Black days: January 6, 2021 in the US, December 6, 1992 in India

It is clear, therefore, that the politics of polarization which divides the citizens of a country - whether in the US, India or countries in Europe - between nationalists and anti-nationals is here to stay, writes Amulya Ganguli for South Asia Monitor

Amulya Ganguli Jan 14, 2021

Some of the uncanny similarities between the mob attack on the Capitol building in Washington D.C. on January 6, 2021, and on the Babri Masjid in Ayodhya on December 6, 1992, are obvious.  

For one, both were the handiwork of right-wing extremists. For another, they gathered in large numbers not by chance, but were instigated to do so by their political bosses.

The similarities

While the US President Donald Trump called for a “big protest in D.C. on January 6,” adding in his tweet, “be there, will be wild,” the BJP’s Uma Bharati reportedly told  the assembled mob which had climbed on to the mosque, “ek dhakka aur do, Babri Masjid torh do” (Give one more push, destroy the Babri masjid).

As in Washington D.C., the saffron vandals had also gathered in Ayodhya in response to calls by Bharatiya Janata Party (BJP) leaders L.K. Advani and Murli Manohar Joshi, who had set out for Ayodhya to join them from Varanasi and Mathura, two towns whose mosques were – and still are - in the Hindu fanatics' crosshairs for destruction.
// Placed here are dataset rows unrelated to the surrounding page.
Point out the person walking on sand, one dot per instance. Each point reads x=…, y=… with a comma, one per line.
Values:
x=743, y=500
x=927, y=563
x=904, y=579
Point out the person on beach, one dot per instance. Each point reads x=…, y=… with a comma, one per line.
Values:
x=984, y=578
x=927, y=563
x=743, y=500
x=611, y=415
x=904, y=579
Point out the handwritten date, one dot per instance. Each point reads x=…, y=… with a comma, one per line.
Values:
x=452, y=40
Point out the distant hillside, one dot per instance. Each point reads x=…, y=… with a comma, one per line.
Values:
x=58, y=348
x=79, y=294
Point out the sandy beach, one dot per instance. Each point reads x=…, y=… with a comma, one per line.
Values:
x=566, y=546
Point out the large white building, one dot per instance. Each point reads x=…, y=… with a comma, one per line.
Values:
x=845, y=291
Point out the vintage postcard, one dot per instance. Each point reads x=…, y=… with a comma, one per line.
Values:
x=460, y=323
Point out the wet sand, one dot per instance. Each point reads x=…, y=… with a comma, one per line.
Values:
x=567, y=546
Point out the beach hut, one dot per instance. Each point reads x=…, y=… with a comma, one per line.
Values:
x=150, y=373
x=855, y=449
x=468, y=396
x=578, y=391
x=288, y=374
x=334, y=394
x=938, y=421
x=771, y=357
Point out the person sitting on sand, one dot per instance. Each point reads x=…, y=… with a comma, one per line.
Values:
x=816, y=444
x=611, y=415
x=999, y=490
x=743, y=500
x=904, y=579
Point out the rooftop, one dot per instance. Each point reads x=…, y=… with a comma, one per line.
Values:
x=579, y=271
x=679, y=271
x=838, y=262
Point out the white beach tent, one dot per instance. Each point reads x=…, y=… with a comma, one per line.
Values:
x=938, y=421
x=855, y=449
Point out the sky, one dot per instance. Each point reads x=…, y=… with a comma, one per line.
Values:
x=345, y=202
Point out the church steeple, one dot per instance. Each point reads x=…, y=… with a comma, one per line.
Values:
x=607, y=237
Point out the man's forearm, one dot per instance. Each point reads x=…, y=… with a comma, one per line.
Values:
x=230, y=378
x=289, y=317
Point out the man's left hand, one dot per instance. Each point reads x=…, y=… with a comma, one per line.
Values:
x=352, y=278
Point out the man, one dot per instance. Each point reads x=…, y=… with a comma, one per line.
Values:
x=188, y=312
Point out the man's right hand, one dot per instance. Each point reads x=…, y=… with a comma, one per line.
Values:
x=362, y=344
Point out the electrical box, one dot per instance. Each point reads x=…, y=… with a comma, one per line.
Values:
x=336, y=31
Moreover, while Trump is said to have watched with delight his supporters running amok, there is a photograph of Uma Bharati and Murli Monohar Joshi beaming as they watched the 500-year-old mosque being pulled down.

There are other similarities. For instance, the targeting of the Capitol building has been described as an attack on American democracy while the destruction of a protected monument has been seen as an attack on India’s secular ethos and historical heritage with leading newspapers describing December 6, 1992, as a day of shame.

Forgive-and-forget attitude

Notwithstanding the worldwide criticism which Trump has faced (except from China and Russia) and the likelihood of impeachment at home,  a sizeable sections of the Republican Party are expected to turn a blind eye to his role in the January 6 “insurrection,” as the Democrats dub the events of that day.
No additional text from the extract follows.